Using unique usernames and passwords, user authentication helps businesses to protect their customer’s privacy and confidentiality of information. This is especially the case for transactions and processes that happen online or remotely over the phone, where the user has to provide a username and a matching password, failure to which the login, activity, or transaction fails. For online services and apps, the guys from Messente say that many businesses also use SMS authentication to verify user accounts and send authorization pins to customers when confirming transactions. This ensures customer information privacy and confidentiality while beefing up security, which will be discussed below briefly.
Some organizations encrypt saved passwords to prevent theft from malicious employees or hackers. Hackers design programs that help them in accessing and retrieving passwords. If the sites did not ask for passwords, all the information would be accessible, and information privacy would be a mere wish.
Security
Many shopping stores provide cards in which the points you earn from your purchases are keyed in. These cards are similar in size and function to debit and credit cards offered by financial institutions, which allow you to conduct cashless transactions. These cards have magnetic strips or chips that hold data containing your personal information and account details, including balances and statements. When this card is inserted into a card reader or POS machine, you’ll need to key in the password for you to be able to transact with the card. In other words, the secret code or password restricts access of your funds or card information to only you or people you’ve shared your password with.
When the wrong password is fed a specific number of times (mostly 3), the card automatically gets blocked, to deny further access in case it might have been stolen.

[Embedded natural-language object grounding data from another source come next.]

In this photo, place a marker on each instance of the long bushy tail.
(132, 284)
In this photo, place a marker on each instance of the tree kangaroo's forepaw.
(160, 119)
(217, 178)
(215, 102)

For it to be unblocked, the owner needs to visit the service provider with their original documents for verification.
It Reduces Identity Theft
Biometric authentication is one of the most difficult forms of verification to hack since it involves the use of unique features in an individual. Some of the physiological characteristics used include facial recognition, fingerprint recognition, and retina scan, among others. Hackers have always had a problem reproducing such information because everyone has unique physiological characteristics. Also, other traits, like voice recognition and keystroke scans, are increasingly gaining popularity in this area.
Biometrics has so far been the most preferred form of authentication in most financial institutions and transactions. This is why some modern mobile banking applications require you to use your voice as your password, making it completely difficult for someone to impersonate you and transact on your behalf.
Encryption
Encryption authentication is more advanced than password-protection because, in this case, content is protected from unauthorized access at various levels. Encrypted data or content is scrambled with a passcode so that as much as someone may have access to it; they will not read it because it cannot be understood. For pieces of information such as messages, the words might be shuffled with additional characters so that they no longer make sense. For one to read and access such content, they need to put in a specific decryption key (secret key), which prompts the words to rearrange so they can make sense and become accessible. It’s also important to note that if the owner loses the decryption key, they might not be able to access the encrypted data or content.
And there you have it; the writing is on the wall. We can never overemphasize the importance of user authentication in this digital age. The above are just a few of the many reasons why.